\begin{center}
    {\huge \bf Appendix}
\end{center}
\vspace{1cm}

This Appendix includes
\begin{itemize}
    \item Additional background, related work, and a discussion on the limitations of the proposed approach in \Cref{sec:app_background}.
    \item Proofs in \Cref{sec:app_proofs}.
    \item Additional examples in \Cref{sec:app_experiments}.
    \item Further discussion on enumeration strategies, including algorithms for enumerating LEGs and MDB causal diagrams, in \Cref{sec:app_enumeration_strategies}.
\end{itemize}
\vspace{1cm}

\section{Background, related work, and limitations}
\label{sec:app_background}

\subsection{Background}
In this section, we review several graphical notions that are used in the main body of this document or will be used for the derivation of proofs.

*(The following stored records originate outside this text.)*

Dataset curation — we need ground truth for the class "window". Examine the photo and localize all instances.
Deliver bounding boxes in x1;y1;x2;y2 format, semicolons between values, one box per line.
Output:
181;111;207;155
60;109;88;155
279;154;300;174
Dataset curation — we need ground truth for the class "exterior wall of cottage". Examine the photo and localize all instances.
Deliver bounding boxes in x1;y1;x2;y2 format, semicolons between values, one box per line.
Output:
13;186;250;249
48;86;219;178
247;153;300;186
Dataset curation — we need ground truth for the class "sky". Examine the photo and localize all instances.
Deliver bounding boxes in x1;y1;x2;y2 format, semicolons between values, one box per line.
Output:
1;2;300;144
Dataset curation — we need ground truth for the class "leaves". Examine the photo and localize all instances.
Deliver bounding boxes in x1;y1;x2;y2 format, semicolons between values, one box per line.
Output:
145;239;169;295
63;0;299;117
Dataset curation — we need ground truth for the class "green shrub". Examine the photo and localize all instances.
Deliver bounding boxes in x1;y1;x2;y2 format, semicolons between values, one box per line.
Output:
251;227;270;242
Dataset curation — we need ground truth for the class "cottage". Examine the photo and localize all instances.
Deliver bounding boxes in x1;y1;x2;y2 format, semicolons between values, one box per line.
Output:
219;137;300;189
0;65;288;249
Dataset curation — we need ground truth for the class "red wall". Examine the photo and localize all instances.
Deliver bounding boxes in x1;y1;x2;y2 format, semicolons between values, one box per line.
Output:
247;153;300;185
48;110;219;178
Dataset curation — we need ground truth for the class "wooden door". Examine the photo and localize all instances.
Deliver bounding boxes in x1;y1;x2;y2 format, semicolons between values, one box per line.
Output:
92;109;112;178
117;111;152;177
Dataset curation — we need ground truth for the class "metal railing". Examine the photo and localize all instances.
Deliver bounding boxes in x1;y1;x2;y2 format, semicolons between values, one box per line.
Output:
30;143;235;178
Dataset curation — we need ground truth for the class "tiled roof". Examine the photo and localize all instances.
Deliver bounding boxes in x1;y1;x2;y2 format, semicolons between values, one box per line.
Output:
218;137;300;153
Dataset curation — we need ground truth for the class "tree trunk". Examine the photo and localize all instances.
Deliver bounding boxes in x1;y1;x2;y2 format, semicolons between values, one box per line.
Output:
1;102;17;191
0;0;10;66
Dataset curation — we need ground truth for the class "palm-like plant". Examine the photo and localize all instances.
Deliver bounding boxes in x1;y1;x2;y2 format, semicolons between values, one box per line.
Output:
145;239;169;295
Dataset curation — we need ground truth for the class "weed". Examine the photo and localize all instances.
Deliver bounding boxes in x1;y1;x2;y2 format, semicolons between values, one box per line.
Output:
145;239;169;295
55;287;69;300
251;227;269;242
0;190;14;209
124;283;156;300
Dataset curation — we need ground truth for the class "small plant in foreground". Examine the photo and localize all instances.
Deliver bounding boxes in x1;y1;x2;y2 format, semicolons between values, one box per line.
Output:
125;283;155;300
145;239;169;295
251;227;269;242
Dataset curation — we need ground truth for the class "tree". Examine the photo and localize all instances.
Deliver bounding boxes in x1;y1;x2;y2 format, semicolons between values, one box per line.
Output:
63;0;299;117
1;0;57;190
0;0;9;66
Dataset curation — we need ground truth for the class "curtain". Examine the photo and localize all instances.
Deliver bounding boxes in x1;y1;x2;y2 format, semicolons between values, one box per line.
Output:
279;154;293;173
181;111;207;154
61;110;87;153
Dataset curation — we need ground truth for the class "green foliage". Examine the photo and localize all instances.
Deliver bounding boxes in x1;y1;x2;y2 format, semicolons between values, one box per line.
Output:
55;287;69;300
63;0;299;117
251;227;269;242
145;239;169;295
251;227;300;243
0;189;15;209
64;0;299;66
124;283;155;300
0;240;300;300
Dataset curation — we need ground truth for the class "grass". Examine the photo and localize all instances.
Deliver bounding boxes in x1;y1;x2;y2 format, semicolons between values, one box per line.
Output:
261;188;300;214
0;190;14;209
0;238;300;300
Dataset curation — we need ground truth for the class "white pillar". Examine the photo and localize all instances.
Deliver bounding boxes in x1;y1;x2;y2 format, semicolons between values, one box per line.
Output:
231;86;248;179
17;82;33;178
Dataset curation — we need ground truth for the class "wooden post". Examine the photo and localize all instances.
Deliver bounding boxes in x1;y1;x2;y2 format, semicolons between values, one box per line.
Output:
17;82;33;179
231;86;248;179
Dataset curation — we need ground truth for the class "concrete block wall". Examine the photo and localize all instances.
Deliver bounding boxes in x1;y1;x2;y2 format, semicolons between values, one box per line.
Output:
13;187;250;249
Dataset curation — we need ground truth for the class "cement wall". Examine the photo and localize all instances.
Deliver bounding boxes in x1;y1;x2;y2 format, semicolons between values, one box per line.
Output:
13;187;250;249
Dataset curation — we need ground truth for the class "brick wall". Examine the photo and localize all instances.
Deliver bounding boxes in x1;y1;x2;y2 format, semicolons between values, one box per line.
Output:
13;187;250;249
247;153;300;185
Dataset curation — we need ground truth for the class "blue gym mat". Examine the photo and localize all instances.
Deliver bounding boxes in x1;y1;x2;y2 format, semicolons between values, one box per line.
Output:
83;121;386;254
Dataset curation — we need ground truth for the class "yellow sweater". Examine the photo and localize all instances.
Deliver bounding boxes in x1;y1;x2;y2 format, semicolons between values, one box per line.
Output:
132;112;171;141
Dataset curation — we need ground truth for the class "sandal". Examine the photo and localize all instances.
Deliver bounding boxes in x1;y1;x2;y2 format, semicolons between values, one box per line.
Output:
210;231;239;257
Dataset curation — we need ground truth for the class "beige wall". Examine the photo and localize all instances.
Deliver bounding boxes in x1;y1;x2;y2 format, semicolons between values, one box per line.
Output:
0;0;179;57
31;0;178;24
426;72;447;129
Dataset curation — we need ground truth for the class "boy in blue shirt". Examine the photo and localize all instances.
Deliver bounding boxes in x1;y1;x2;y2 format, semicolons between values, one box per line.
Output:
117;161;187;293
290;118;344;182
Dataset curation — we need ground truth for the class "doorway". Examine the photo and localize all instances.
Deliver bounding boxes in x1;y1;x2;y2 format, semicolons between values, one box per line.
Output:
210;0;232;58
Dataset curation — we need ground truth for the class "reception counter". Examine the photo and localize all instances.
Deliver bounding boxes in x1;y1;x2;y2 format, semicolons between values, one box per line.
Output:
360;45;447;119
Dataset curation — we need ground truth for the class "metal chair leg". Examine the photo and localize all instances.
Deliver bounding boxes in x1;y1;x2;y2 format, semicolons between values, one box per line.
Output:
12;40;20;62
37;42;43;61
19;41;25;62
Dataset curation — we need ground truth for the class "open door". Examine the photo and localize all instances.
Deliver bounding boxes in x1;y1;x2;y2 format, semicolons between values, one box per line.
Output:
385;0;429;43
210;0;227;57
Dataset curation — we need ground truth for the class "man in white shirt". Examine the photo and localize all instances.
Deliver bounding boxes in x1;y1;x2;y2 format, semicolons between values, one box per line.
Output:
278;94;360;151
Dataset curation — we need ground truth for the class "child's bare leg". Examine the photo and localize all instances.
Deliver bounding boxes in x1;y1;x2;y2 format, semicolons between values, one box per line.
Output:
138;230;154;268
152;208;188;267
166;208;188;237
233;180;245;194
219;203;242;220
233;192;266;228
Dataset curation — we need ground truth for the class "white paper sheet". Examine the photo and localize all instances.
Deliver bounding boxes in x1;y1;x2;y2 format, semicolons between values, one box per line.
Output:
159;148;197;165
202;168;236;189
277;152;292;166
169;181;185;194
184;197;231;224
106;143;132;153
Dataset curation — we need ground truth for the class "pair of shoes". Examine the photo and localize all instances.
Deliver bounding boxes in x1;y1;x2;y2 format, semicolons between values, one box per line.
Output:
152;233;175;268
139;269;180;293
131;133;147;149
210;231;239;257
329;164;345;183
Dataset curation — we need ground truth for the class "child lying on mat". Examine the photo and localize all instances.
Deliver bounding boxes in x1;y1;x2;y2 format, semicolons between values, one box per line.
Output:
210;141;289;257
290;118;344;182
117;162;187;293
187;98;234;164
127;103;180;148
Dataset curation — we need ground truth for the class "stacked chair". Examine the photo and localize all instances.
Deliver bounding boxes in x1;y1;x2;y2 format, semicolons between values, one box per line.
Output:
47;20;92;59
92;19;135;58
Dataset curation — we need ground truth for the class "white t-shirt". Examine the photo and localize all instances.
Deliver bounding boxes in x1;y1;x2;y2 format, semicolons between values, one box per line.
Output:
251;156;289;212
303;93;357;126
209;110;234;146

Firstly, we review manipulations in causal diagrams $\G$. Let $\G$ denote a causal diagram over $\V$ and $\X \subseteq \V$. $\G_\X$ denotes the induced subgraph of $\G$ over $\X$. The $\X$-lower-manipulation of $\G$ deletes all those edges that are out of variables in $\X$ and otherwise keeps $\G$ as it is. The resulting graph is denoted as $\G_{\underline{\X}}$. The $\X$-upper-manipulation of $\G$ deletes all those edges in $\G$ that are into variables in $\X$, and otherwise keeps $\G$ as it is. The resulting graph is denoted as $\G_{\overline{\X}}$. Further, we will use standard graph-theoretic family abbreviations to represent graphical relationships in graphs $\G$, such as parents $pa$, descendants $\de$, ancestors $\an$, and spouses $\spo$. For example, let $X\in \spo(Y)_{\G}$ if $X \dashleftarrow\dashrightarrow Y$ is present in $\G$. Capitalized versions $\Pa, \De, \An, \Spo$ include the argument as well, e.g. $\Pa(\X)_{\G} = pa(\X)_{\G} \union \X$. If $X\in \an(Y)_{\G}\inter \spo(Y)_{\G}$, we say that there is an almost directed cycle between $X$ and $Y$. 

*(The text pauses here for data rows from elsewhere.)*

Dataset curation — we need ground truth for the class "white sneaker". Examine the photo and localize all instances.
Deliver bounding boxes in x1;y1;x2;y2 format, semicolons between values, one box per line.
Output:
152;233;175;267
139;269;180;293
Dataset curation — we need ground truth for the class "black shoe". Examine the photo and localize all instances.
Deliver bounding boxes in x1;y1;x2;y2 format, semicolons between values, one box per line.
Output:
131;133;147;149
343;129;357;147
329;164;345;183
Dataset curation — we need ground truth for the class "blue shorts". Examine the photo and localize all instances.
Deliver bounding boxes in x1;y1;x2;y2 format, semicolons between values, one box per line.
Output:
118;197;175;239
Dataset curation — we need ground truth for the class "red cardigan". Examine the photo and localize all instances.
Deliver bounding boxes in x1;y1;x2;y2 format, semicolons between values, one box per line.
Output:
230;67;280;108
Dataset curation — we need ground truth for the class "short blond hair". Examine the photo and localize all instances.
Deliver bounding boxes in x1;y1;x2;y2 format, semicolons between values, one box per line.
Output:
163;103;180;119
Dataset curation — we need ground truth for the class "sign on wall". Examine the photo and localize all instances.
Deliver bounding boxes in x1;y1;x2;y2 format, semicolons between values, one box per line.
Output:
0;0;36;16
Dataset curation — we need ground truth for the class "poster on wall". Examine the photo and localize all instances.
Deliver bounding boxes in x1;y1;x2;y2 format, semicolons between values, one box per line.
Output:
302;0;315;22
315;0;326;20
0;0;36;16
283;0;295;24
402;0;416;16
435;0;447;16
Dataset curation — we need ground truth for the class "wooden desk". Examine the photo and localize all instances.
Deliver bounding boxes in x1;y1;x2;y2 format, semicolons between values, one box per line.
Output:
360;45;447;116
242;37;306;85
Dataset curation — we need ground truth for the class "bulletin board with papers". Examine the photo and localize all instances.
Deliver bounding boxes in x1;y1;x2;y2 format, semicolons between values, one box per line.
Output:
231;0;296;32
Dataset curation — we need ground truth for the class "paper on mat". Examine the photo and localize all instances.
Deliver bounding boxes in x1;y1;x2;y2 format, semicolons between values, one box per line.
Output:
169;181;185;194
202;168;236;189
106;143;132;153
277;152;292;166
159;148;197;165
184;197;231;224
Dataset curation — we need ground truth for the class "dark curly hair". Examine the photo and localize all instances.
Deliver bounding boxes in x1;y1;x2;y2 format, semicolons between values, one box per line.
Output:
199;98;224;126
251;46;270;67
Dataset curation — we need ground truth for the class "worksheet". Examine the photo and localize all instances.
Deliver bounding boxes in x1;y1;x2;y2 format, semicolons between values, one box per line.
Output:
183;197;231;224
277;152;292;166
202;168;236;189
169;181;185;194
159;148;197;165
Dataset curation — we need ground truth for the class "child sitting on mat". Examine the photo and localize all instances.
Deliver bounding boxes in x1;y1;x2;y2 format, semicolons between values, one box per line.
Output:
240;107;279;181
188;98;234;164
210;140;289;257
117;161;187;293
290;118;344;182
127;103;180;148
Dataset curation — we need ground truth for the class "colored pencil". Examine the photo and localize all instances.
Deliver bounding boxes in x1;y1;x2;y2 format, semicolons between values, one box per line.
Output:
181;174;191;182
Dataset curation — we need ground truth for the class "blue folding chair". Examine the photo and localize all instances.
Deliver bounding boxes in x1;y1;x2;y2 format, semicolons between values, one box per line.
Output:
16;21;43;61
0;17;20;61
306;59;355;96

The following rules to manipulate experimental distributions produced by an intervention are known as the do-calculus and will be used for the proof of several theoretical statements \citep{pearl2009causality}.

\begin{theorem}[Inference Rules $do$-calculus]
    \label{thm:do_calculus}
    Let $\G$ be a causal diagram compatible with an SCM $\M$, with endogenous variables $\V$. For any disjoint subsets $\X, \Y,\Z \subseteq \V$, two disjoint subsets $\Z,\W \subseteq \V \backslash (\Y \union \X)$, the following rules are valid for any intervention strategies $do(\X=\x)$, $do(\Z=\z)$:
     \begin{itemize}
         \item Rule 1 (Insertion/Deletion of observations):
         \begin{align*}
             P_{\x}(\y \mid \w, \z) = P_{\x}(\y \mid \w) \quad \text{ if }\quad (\Z \indep \Y \mid \W, \X)_{\G_{\overline{\X}}}.
         \end{align*}
         \item Rule 2 (Change of regimes):
         \begin{align*}
             P_{\x, \z}(\y \mid \w) = P_{\x}(\y \mid \z, \w) \quad \text{ if }\quad (\Y \indep \Z \mid \W, \X)_{\G_{\overline{\X},\underline{\Z}}}.
         \end{align*}
         \item Rule 3 (Insertion/Deletion of interventions):
         \begin{align*}
            P_{\x, \z}(\y \mid \w) = P_{\x}(\y \mid \w) \quad \text{ if }\quad (\Y \indep \Z \mid \W, \X)_{\G_{\overline{\X,\Z(\W)}}}.
         \end{align*}
     \end{itemize}
     where $\Z(\W)$ is the set of elements in $\Z$ that are not ancestors of $\W$ in $\G_{\overline{\X}}$. 
 \end{theorem}
 
 
Next, we consider operations on equivalence classes starting with a more complete definition of a Maximal Ancestral Graph.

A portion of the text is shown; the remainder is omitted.